Securing Credentials

As with every programming language, it is important to avoid publishing code with your credentials in plain text. There are several options to protect your credentials in R. In order of preference, here are the methods that we will cover:

  • Integrated security with DSN

  • Integrated security without DSN

  • Encrypt credentials with the keyring package

  • Use a configuration file with the config package

  • Environment variables using the .Renviron file

  • Using the options base R command

  • Prompt for credentials using the RStudio IDE.

Integrated security with DSN

The very best solution consists of two pieces that are usually out of the hands of the analyst:

  1. There is integrated security between the terminal and the database, usually via Kerberos.

  2. An ODBC connection has been pre-configured in the Desktop or Server by someone with sufficient access rights. The ODBC connection will have a unique Data Source Name, or DSN.

con <- DBI::dbConnect(odbc::odbc(), "My DSN Name")

This is considered the best option, because no information about the database, other than an internal alias, is available in plan text code.
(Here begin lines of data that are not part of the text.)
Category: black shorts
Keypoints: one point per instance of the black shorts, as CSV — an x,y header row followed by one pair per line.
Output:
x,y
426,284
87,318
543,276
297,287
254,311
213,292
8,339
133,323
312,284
Integrated security without DSN

In cases where the analyst is not able to setup a DSN, or a quick prototype is needed, it is possible to pass the necessary connection settings as arguments to the DBI::dbConnect command. With integrated security, there are three arguments that are typically required: the driver name, the network path to the server (or cluster), and the database name. Other arguments may be required depending on the type of database; for instance, in the example below, the port number is required for a connection with an Apache Impala database.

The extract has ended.